Protokoll der Sitzung vom 12.07.2000

Drucksache 15/216

Änderungsantrag der Abgeordneten des SSW

Drucksache 15/261

Wird das Wort zur Begründung gewünscht? - Das ist nicht der Fall. Dann eröffne ich die Aussprache. Das Wort hat Frau Abgeordnete Schwarz.

Frau Präsidentin! Liebe Kolleginnen und Kollegen! Sie merken, Frau Simonis - die Kollegen tun es natürlich auch -: Wir sind hartnäckig, wir sind sehr hartnäckig beim Thema Verbeamtung von Lehrerinnen und Lehrern.

(Lothar Hay [SPD]: Fast wie bei den Raben- vögeln!)

Wir müssen es auch sein; denn die Sache ist ernst und sie wird immer ernster - nicht nur - aber im Wesentlichen - in finanzieller Hinsicht. Deswegen fühlen wir uns den Lehrern, den Eltern und insbesondere den Schülern gegenüber verpflichtet, dieses Thema vor den Haushaltsberatungen 2001 noch einmal aufzugreifen und möglichst ein alle zufrieden stellendes Ergebnis zu erzielen.

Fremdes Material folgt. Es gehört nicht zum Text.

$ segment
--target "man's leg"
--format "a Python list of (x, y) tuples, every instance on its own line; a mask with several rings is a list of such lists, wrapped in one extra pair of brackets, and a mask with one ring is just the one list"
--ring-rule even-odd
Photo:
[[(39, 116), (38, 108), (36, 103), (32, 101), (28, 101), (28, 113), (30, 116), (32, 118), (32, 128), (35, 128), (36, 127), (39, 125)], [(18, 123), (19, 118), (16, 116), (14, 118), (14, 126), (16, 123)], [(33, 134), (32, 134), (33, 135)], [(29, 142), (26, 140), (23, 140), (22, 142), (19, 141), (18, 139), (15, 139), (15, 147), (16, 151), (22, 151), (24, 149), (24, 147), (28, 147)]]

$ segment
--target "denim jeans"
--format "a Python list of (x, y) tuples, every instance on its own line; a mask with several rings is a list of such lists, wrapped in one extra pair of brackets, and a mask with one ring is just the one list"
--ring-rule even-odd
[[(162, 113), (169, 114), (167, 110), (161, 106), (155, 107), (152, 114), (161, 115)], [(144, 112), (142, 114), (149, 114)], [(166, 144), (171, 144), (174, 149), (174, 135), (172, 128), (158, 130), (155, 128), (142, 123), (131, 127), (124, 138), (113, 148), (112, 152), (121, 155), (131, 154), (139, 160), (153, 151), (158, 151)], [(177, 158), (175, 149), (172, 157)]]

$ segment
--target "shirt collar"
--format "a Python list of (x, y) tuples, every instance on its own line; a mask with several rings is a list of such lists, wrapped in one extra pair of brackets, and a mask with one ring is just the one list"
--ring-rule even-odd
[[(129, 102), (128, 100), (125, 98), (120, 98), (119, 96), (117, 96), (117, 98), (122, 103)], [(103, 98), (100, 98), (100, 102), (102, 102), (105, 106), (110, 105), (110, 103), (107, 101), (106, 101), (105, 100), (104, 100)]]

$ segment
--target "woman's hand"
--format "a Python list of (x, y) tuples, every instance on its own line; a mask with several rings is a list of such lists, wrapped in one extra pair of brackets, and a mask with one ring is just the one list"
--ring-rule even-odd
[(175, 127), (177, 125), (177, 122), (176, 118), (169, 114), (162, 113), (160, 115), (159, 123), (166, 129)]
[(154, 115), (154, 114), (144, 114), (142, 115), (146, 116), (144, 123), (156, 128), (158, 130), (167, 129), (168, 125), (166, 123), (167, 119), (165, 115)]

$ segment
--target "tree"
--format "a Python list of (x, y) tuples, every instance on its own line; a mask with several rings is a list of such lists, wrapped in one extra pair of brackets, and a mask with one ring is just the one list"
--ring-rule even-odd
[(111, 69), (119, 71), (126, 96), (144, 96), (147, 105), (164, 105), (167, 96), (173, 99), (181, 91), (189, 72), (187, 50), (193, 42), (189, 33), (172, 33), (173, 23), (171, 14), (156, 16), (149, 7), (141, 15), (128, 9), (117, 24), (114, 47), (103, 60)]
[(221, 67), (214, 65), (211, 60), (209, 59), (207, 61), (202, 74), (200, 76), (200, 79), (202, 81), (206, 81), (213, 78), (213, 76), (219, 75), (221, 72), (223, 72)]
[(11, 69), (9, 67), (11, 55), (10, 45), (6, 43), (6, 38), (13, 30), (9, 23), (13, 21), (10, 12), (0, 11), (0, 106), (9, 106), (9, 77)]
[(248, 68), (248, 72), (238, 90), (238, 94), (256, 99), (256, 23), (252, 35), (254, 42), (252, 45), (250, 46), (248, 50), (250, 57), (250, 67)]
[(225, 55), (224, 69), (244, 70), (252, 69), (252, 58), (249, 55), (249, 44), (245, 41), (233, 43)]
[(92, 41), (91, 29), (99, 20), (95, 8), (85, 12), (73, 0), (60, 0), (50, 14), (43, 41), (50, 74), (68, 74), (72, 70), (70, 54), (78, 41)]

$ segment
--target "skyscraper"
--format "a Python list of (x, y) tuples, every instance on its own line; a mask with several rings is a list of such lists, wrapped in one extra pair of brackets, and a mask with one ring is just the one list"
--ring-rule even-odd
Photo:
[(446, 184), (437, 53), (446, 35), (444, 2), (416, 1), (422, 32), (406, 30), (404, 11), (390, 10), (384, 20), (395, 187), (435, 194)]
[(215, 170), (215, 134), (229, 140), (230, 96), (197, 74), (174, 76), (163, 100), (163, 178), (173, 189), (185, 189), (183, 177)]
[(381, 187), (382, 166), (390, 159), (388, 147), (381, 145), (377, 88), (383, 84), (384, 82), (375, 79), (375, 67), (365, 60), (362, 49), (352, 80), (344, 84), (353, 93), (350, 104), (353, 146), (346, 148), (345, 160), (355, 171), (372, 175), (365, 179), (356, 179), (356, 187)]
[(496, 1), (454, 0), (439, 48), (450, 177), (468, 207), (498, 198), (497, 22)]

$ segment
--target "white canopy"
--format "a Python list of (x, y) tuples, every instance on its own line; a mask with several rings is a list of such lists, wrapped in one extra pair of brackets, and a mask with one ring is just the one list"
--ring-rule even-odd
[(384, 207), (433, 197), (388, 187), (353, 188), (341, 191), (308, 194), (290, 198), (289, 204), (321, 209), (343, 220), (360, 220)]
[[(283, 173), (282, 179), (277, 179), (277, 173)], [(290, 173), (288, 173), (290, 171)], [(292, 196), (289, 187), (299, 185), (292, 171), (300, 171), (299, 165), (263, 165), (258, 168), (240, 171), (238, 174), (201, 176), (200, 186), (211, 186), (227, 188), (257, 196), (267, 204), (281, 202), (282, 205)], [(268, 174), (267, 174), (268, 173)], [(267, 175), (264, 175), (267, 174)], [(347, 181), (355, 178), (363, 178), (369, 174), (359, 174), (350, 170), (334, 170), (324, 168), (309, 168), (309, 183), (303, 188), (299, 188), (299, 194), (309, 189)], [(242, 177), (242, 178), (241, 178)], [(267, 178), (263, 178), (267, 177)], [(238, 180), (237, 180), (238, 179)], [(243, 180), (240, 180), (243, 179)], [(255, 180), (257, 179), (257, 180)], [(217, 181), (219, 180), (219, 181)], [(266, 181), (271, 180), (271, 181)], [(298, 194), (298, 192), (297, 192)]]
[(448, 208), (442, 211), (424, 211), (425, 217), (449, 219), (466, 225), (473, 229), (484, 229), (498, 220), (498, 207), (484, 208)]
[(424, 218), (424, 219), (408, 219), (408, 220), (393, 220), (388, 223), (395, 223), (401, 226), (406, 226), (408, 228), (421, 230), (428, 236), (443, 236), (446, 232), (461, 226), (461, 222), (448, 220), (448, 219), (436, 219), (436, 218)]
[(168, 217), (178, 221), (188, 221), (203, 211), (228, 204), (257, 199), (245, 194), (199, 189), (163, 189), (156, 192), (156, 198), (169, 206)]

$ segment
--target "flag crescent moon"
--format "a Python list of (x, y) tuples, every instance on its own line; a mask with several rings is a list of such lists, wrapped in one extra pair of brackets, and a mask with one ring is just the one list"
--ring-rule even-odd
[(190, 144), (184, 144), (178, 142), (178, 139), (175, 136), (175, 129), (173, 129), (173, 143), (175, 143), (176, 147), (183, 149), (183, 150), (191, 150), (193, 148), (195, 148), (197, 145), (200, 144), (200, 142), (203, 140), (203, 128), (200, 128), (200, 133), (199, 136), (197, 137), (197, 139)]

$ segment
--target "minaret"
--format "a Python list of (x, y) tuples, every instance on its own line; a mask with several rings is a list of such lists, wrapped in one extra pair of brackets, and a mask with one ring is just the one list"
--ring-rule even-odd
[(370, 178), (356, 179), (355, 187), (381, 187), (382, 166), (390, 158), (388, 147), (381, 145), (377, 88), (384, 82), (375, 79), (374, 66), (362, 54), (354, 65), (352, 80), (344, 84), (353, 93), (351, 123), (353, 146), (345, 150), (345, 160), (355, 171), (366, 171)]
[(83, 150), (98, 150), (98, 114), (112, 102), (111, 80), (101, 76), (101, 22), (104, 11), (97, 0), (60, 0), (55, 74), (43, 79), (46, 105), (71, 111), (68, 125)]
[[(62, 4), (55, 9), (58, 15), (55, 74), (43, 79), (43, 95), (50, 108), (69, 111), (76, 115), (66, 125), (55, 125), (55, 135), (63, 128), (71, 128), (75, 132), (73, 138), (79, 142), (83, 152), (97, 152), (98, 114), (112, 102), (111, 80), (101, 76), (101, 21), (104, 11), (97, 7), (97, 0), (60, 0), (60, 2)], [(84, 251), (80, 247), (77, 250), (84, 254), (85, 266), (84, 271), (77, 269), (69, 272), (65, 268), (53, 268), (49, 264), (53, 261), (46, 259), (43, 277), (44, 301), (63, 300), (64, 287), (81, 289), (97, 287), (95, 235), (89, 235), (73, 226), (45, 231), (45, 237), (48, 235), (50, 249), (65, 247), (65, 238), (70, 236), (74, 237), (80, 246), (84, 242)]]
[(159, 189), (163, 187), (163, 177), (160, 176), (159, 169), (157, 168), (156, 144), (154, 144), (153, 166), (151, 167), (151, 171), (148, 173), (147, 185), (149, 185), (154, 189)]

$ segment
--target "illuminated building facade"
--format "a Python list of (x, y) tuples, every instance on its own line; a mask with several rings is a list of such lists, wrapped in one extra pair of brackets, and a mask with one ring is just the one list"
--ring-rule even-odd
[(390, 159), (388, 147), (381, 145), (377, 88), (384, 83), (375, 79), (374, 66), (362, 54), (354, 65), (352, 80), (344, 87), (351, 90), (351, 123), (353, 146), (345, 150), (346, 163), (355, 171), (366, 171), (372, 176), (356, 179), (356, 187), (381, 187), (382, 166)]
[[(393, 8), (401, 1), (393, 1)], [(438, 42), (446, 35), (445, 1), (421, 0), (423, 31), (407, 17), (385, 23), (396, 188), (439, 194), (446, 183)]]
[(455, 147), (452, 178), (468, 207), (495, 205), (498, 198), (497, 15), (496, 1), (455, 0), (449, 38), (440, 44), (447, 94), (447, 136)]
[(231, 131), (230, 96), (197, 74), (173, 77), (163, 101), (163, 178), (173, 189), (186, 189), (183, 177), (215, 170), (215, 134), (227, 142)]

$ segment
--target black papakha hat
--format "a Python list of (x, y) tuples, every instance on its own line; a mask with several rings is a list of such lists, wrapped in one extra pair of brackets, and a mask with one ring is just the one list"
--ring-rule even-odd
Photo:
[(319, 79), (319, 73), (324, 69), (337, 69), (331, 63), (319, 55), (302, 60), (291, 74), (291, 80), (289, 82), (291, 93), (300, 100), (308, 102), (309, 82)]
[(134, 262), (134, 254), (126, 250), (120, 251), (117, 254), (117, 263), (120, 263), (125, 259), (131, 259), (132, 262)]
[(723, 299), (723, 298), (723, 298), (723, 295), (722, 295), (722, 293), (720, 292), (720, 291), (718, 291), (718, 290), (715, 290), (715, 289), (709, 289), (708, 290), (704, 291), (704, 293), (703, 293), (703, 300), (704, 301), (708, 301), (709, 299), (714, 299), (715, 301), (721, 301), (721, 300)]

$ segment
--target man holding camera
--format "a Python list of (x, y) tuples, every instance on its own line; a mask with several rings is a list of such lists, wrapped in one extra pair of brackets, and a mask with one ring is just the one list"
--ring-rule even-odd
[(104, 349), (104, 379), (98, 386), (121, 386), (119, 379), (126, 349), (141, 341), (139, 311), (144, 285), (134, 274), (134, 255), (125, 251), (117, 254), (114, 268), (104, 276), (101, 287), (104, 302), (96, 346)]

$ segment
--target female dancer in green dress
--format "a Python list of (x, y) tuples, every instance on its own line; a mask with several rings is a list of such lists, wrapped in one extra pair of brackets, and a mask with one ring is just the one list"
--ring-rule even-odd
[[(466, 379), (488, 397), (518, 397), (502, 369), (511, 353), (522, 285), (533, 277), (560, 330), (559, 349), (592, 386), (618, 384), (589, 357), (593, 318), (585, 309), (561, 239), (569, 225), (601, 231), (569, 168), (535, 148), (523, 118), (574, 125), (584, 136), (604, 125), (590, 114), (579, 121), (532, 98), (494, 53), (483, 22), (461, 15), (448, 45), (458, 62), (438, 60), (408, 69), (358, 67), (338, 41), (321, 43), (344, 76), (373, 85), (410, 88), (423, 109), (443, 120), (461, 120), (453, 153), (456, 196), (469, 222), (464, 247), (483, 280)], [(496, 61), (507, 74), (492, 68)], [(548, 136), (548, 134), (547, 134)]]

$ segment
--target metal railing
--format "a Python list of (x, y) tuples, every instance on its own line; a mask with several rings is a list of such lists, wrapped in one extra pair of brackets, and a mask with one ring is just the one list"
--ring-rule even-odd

Es wundert uns schon sehr, dass dieser wirklich dramatische Ernst der Lage in seinem ganzen Spektrum und mit all seinen Konsequenzen offenbar von der Landesregierung und den Regierungsfraktionen, ganz besonders von der Ministerpräsidentin, immer noch nicht deutlich genug erkannt wird, nicht erkannt werden will oder soll.

Wir waren allerdings - das will ich auch nicht verheimlichen - sehr wohl angenehm überrascht, Äußerungen von Herrn Hay und Herrn Hentschel vernehmen zu dürfen, die doch immerhin für eine gewisse Nachdenklichkeit sprechen. Aber nur nachdenklich zu sein, liebe Kolleginnen und Kollegen, reicht in diesem Punkt nun wirklich nicht. Es muss gehandelt werden, und zwar sofort.

(Wolfgang Kubicki [F.D.P.]: Jawohl!)

(Caroline Schwarz)

Ich kann zwar ansatzweise nachvollziehen, dass man nur ungern das einzige Markenzeichen, das man noch hat, verlieren möchte, Frau Ministerpräsidentin;

(Wolfgang Kubicki [F.D.P.]: Nicht einmal das hat sie!)

denn das starre Festhalten an der Nichtverbeamtung von Lehrerinnen und Lehrern ist wirklich das Einzige, was Ihnen noch geblieben ist.

(Wolfgang Kubicki [F.D.P.]: Zickig!)

Das Attribut Sparkommissarin, das Sie sich selbst gegeben haben, haben Sie schon längst verspielt. Gerade durch Ihren Dickkopf in Sachen Verbeamtung von Lehrern strafen Sie sich eigentlich noch nachträglich Lügen.

(Beifall bei CDU und F.D.P.)

Nein, dieses Markenzeichen ist kein Gütesiegel, ganz und gar nicht. Es hat einen hohen Preis. Den müssen nicht Sie persönlich zahlen, sondern den bezahlen die Schülerinnen und Schüler in unserem Land. Bedenken Sie doch bitte, was Sie durch Ihr Einlenken in dieser Frage alles an Positivem erreichen würden, was mit den einzusparenden Millionen alles finanziert werden könnte. Ich will Ihnen das noch einmal deutlich machen.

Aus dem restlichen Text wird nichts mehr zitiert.